The only way to know for sure if a supplement really works in people is to test it – on people.
Right now, there are supplements being sold online and in stores that have no human proof they work. There are also supplements being sold whose proof of efficacy is based only on lab animal research – and this is still after several years of the product being sold.
One example of this was Dr. Oz making a bold claim on national TV that raspberry ketones were a “miracle in a bottle that will burn your fat” That miracle was based on just 2 mouse studies.
Raspberry ketone supplements continue to be sold despite good human proof they work.
Another example are Chromium supplements which have been used in weight loss for over 20 years – despite an overwhelming evidence that they do not help people lose weight. Yet a quick online search turns up websites and pseudo-experts who say it does.

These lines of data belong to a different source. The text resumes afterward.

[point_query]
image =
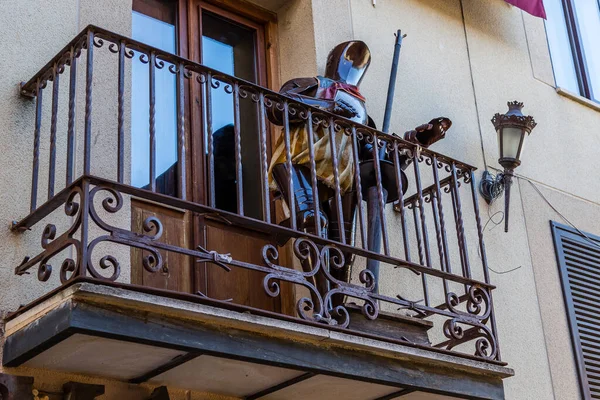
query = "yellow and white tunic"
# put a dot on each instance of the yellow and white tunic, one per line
(299, 146)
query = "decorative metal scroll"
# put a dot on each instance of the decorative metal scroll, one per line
(466, 317)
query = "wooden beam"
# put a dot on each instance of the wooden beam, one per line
(154, 330)
(176, 362)
(396, 395)
(280, 386)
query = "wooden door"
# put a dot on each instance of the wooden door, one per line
(162, 24)
(233, 41)
(237, 39)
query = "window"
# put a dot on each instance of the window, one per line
(578, 258)
(154, 23)
(573, 29)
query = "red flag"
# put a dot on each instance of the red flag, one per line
(533, 7)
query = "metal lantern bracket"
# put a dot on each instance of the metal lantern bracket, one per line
(491, 187)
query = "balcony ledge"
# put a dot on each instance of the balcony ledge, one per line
(90, 318)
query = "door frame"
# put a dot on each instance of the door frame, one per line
(265, 23)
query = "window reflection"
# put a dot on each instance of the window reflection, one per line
(161, 35)
(231, 49)
(560, 48)
(588, 17)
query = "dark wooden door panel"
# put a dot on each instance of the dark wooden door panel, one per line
(176, 273)
(241, 285)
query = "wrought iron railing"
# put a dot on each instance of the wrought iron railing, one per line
(451, 289)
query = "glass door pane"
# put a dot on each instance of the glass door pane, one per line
(161, 34)
(232, 49)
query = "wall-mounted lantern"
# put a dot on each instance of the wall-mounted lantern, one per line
(512, 129)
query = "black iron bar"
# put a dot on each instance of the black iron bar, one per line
(152, 119)
(483, 255)
(358, 186)
(82, 249)
(313, 172)
(89, 76)
(181, 164)
(264, 159)
(71, 122)
(381, 196)
(336, 181)
(208, 135)
(288, 164)
(440, 210)
(421, 253)
(439, 240)
(459, 222)
(421, 206)
(238, 149)
(53, 122)
(405, 239)
(121, 115)
(36, 147)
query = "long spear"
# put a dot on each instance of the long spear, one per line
(374, 227)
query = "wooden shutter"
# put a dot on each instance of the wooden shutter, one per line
(578, 258)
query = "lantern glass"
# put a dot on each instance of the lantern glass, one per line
(510, 138)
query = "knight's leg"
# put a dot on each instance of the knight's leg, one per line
(349, 204)
(304, 200)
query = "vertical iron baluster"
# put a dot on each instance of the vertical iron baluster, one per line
(361, 217)
(89, 76)
(264, 162)
(208, 135)
(459, 223)
(486, 273)
(401, 202)
(421, 252)
(53, 121)
(336, 180)
(152, 119)
(440, 209)
(380, 196)
(71, 123)
(288, 163)
(36, 145)
(421, 207)
(238, 148)
(181, 165)
(438, 231)
(82, 249)
(313, 171)
(121, 115)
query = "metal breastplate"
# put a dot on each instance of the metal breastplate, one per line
(355, 103)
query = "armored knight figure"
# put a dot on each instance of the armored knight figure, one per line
(337, 92)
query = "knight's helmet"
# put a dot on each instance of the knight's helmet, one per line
(348, 62)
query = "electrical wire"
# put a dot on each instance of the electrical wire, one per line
(572, 225)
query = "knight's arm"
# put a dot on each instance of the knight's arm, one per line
(303, 90)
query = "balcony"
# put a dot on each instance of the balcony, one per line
(414, 314)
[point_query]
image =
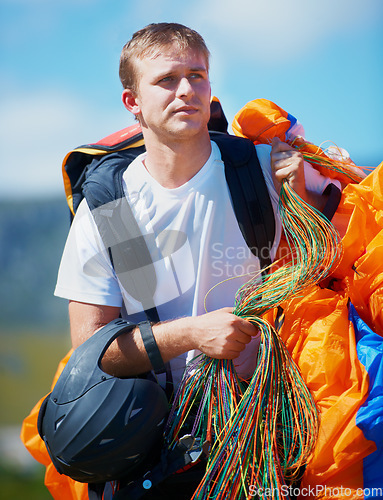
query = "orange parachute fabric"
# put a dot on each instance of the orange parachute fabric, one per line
(317, 330)
(61, 487)
(261, 120)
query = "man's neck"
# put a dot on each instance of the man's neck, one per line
(175, 163)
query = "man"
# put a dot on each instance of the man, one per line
(165, 72)
(177, 187)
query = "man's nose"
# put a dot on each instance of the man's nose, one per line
(185, 88)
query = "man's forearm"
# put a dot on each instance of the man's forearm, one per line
(127, 355)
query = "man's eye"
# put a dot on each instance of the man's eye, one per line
(165, 79)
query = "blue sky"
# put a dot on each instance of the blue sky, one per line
(322, 61)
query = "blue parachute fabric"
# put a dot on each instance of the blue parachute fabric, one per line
(369, 419)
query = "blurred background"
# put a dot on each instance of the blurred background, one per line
(59, 88)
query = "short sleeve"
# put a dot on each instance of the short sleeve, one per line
(85, 272)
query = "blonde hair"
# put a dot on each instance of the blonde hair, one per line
(149, 40)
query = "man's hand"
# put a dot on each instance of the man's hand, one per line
(287, 163)
(221, 334)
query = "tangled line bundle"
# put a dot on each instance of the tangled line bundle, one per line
(263, 430)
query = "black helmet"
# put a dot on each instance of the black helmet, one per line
(98, 427)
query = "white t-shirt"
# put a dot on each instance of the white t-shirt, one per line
(195, 243)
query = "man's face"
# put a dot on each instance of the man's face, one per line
(173, 94)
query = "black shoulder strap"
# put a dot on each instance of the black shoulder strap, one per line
(249, 194)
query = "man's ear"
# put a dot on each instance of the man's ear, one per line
(130, 101)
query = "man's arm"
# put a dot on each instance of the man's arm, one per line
(287, 163)
(219, 334)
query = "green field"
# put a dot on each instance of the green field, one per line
(28, 362)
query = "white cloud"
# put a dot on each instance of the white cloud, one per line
(279, 29)
(36, 133)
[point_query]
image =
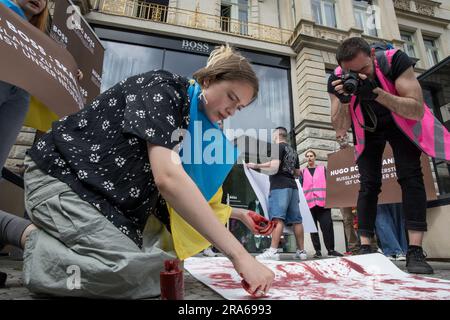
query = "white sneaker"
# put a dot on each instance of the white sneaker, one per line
(400, 257)
(208, 252)
(300, 255)
(269, 254)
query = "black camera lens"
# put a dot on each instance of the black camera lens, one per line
(350, 82)
(350, 86)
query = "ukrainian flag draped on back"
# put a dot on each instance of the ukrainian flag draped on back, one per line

I’m sorry but I don’t believe I’m being ignorant of science by pointing out these problems to people.
So Why Did I Write This?
Basically, I decided to try turn a negative into a positive by telling my side of the story. I didn’t want someone reading that negative critique and thinking bad of me or my website. I know I’m not going to change anyone’s mind by these words. Those who don’t like me will probably go on not liking me. That’s life. Hopefully if you read the negative critique at SiteJabber, and find this, you have at least a little better idea of who I am and where I'm coming from.